CRESUS ALSACE

plan anti gouvernement surendettement

 

Les associations chargées de tester les «Points Conseil Budget» viennent d’être pré-sélectionnées. Une expérimentation doit débuter début février dans quatre régions françaises.


Il s’agit d’une des pierres angulaires du plan de lutte contre la pauvreté, programme pluriannuel dont la nouvelle feuille de route a été présentée en mars 2015. Tout au long de l'année 2016 un réseau de «Points Conseils Budget» (PCB), points d’accueil visant à prévenir le surendettement ou à aider les ménages à en sortir, va être déployé en Ile-de-France et dans les nouvelles régions Nord-Pas-de-Calais Picardie, Alsace-Lorraine-Champagne Ardennes et Midi-Pyrénées Languedoc Roussillon.

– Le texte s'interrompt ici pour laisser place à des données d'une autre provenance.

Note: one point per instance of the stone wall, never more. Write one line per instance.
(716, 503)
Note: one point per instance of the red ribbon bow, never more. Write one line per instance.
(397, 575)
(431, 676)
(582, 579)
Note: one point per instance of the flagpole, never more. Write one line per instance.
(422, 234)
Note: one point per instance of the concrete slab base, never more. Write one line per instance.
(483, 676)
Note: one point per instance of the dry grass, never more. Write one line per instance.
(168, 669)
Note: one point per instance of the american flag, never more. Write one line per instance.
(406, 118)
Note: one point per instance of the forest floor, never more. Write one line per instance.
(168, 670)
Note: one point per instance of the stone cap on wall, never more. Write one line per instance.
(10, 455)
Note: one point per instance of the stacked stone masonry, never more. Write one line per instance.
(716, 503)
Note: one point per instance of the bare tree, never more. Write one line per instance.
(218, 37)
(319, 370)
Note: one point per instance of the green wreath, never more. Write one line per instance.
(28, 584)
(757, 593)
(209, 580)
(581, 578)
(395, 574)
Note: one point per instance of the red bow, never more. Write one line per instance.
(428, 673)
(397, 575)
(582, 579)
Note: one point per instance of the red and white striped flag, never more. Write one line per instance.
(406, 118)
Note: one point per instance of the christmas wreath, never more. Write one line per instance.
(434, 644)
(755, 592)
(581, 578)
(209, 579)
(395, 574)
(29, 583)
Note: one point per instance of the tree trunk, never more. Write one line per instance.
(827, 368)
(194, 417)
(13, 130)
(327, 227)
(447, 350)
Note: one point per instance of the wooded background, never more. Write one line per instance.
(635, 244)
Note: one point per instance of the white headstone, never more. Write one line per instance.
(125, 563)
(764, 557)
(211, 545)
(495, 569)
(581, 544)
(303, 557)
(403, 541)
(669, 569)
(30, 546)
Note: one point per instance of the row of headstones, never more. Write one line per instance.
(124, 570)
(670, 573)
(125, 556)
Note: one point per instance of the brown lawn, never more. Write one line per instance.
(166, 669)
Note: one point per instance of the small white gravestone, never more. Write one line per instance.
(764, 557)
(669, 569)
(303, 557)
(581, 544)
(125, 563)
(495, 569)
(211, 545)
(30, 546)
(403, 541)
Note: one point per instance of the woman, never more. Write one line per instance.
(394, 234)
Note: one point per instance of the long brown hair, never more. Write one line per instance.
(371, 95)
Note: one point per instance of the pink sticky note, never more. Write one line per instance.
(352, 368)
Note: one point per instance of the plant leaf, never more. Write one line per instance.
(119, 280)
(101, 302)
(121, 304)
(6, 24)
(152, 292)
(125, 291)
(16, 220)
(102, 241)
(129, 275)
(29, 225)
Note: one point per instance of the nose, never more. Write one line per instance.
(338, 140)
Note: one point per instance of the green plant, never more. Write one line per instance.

Si l’expérimentation doit être officiellement lancée début février, dès jeudi dernier une liste d’associations chargées de la mettre en œuvre a été proposée aux trois ministères concernés (Economie, Lutte contre l’exclusion, ainsi qu’Economie sociale et solidaire), a fait savoir le Secrétariat d’Etat en charge des personnes handicapées et de la lutte contre l’exclusion. «Il reste encore un mois pour intégrer un grand acteur qui nous aurait éventuellement échappé», souligne-t-on au Secrétariat d’Etat qui veut le dispositif le plus ouvert possible.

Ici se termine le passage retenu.